HÜDA PAR Bingöl Kadın Kolları Başkanlığı tarafından düzenlenen etkinlikte, yüzlerce çocuk bir araya gelerek siyonist işgal rejiminin Gazze'deki bebek ve çocuk katliamlarını kitlesel yürüyüşle protesto etti.
Bingöl
merkez Hacı Hıdır Camii önünde toplanan çocuklar, 7 Ekim'den bu yana
siyonistlerin çocukları öldürmesini protesto etmek amacıyla yürüyüş yaptı. Ulu
camii önünde biten yürüyüş basın açıklamasıyla devam etti
Yapılan yürüyüşten sonra Kur'an-ı Kerim tilavetiyle başlayan basın açıklamasını okuyan Muhammed Damar, kendisini Filistinli bir çocuğun yerine koyarak konuşmaya başladı.
"BEN, FİLİSTİNLİ ÇOCUK!"
Filistinli
bir çocuğun yaşadıklarını, duygularını, acılarını ve isteklerini dile getiren
Muhammed Damar, "Bir çocuk olarak kendimi Filistinli bir çocuğun yerine
koyuyor ve diyorum ki; ben, Filistinli çocuk! Filistin'de doğdum, Filistin'de
büyüdüm. Doğduğum gün tanıştım savaşla, doğduğum gün tanıştım bomba sesleriyle
ve doğduğum gün tanışamadım annemle. Doğduğum gün hastane bombalanmış, ben
kurtulmuşum, annem ise şehit olmuş. Asıl kurtulan ben miydim yoksa annem mi…

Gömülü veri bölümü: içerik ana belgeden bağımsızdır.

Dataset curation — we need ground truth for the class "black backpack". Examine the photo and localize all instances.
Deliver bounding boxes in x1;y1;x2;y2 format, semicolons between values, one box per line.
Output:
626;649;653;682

Ben Filistinli çocuk! Oyuncak nedir bilmedim. Arkadaşlarımla şehitçilik oynadık. Her gün birimiz şehit olduk hem oyunda hem gerçek hayatta… Okulum var mı yok mu bilmiyorum. Çünkü bombalar okullara da düşüyor ve biz okulsuz kalıyoruz.
Ben Filistinli çocuk! Doğduğum günden beri annesiz çocuk! Doğduğum günden beri vatanına göz dikilen çocuk. Ne suçum vardı ki benim? Ne suçu vardı ki annemin? Ne suçumuz var da böyle saldırıyorlar bize? Ve siz Ey Müslümanlar! Ne suçumuz var ki sessiz kaldınız bize? Durumumuzdan haberdar değil misiniz? Yoksa sizi de mi esir aldılar, sizin şehirlerinizi de mi bombaladılar da yardım edemediniz bize?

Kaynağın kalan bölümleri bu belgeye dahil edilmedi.